Al mediodía, llegó el grupo de jóvenes bomberos al hospital.
Un montón de hombres altos y fuertes llenaron la habitación, todos saludando con un “¡Sr. Lázaro!” tan ruidoso que parecía que iban a tumbar el techo.
Karina, entendiendo la situación, se retiró discretamente, dándoles espacio.
Se apoyó en la pared del pasillo y, por fin, soltó el aire que llevaba conteniendo. Al levantar la mirada, se topó con los ojos serios de Fátima.
En ese momento, la puerta del consultorio de curaciones a su lado se abrió y salió Sabrina.
Sabrina llevaba la cabeza vendada, y al seguir la mirada de su hija, fijó los ojos en Karina. No había ni rastro de vergüenza ni resentimiento en su expresión, a pesar del accidente reciente.
Al contrario, Sabrina le dirigió a Karina una sonrisa ladeada, casi victoriosa.
Karina sintió un mal presentimiento de inmediato.
Ella había sido quien le había dado aquel golpe en la cabeza a Sabrina, pero en estos días la mujer no había ido a buscarle problemas.
Karina no creía que Sabrina fuera de las que se tragaba el coraje sin decir nada. Tampoco confiaba en la promesa de Valentín de “yo me encargo de todo”.
Entonces, ¿qué estaba tramando Sabrina?
Justo en ese instante, el celular de Karina vibró en su bolsillo.
Era Felipe, el director del área técnica de Grupo Galaxia.
—¡Srta. Karina, tenemos problemas! Alguien denunció Sistema Firmamento por infringir tecnología. Exigen que Grupo Galaxia retire de inmediato el sistema de toda la plataforma.
Karina frunció el ceño.
En ese momento comprendió el significado de la sonrisa de Sabrina.
Así que era esto lo que estaban esperando.

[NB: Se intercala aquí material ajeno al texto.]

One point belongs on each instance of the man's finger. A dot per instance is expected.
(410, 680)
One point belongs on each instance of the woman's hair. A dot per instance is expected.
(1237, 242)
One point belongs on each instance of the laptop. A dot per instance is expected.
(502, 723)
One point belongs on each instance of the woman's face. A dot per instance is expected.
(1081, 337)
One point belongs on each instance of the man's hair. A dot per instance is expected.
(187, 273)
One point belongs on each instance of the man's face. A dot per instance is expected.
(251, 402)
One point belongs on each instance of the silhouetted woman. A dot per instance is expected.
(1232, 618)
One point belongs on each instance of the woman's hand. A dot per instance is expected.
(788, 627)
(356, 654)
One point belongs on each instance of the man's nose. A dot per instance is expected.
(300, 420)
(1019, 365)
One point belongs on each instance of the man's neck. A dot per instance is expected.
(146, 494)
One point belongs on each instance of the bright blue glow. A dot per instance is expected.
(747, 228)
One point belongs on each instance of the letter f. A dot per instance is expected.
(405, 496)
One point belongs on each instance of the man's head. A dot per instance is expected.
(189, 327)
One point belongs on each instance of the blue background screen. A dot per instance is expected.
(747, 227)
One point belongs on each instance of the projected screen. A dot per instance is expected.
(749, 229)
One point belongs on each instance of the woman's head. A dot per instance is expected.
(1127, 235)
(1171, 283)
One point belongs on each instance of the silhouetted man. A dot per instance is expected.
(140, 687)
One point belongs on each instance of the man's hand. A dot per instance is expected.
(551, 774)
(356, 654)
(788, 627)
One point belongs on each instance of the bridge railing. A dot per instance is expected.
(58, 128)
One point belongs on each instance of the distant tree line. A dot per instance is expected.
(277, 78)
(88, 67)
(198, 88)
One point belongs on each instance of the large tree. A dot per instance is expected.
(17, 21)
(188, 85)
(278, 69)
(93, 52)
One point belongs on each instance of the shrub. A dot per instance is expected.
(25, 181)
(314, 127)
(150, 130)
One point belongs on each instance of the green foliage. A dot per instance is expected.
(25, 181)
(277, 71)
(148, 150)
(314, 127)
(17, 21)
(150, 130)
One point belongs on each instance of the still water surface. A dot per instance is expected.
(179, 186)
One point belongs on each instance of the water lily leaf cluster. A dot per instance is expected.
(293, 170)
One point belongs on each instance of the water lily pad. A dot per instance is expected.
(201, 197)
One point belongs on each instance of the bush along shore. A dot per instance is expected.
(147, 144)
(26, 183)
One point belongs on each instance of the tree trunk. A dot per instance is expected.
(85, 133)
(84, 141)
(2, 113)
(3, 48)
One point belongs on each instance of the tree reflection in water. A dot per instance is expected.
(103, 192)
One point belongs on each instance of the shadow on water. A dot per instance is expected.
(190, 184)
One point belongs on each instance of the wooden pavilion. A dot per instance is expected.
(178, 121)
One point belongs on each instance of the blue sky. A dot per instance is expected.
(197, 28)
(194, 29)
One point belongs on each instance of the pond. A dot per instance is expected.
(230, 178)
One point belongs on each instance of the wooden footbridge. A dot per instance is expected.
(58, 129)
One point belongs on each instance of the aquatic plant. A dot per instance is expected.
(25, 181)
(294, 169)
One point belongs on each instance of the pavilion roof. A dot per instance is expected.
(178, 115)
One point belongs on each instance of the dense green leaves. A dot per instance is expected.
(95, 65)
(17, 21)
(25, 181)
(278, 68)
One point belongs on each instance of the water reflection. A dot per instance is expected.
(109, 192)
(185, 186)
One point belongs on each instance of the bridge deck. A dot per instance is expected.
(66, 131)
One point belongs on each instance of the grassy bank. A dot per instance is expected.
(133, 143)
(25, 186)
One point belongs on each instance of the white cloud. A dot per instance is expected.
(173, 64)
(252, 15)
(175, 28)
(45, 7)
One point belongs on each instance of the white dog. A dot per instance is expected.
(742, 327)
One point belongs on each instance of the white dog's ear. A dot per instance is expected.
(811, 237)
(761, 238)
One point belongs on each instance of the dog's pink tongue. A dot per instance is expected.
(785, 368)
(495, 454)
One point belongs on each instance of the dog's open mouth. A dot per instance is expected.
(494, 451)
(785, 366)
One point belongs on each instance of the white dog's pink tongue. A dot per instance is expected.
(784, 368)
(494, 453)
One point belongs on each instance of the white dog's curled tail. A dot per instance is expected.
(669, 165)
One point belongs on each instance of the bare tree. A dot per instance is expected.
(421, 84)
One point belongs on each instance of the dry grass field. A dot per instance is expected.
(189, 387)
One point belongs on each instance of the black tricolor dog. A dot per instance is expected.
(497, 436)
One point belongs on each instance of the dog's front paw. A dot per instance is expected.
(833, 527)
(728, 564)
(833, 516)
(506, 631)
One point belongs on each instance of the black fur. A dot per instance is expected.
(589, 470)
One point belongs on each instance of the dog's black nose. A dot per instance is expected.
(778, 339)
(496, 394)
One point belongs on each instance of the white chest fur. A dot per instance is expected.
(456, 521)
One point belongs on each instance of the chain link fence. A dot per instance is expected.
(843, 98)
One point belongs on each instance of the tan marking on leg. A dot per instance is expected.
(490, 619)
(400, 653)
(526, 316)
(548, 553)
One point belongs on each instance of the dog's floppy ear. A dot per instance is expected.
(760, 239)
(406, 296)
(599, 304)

—¿Qué dice Grupo Galaxia? —preguntó.
Como la mayor accionista del grupo, era lógico que la compañía la respaldara, por razones tanto emocionales como legales.
Pero la voz de Felipe sonó desanimada:
—El Sr. Tomás decidió que, para proteger la reputación de Grupo Galaxia, va a retirar hoy mismo el Sistema Firmamento.
Karina no pudo evitar una risa amarga.
Colgó y de inmediato marcó el número del presidente de Grupo Galaxia, Tomás Quintana.
Tomás contestó rápido, con su tono de siempre:
—Karina, ¿cómo sigue tu salud?
Karina fue directa.
—Tomás, ¿no te das cuenta de que esto es un ataque directo a mi Sistema Firmamento?
Hubo un breve silencio en la línea, y luego Tomás habló con resignación:
—Si esto se hace grande, solo le perjudica a Grupo Galaxia. Pero quédate tranquila, voy a retirarlo, pero después haré todo lo posible para limpiar tu nombre.
Otra vez con los mismos pretextos.
Karina ya estaba harta de esas palabras vacías.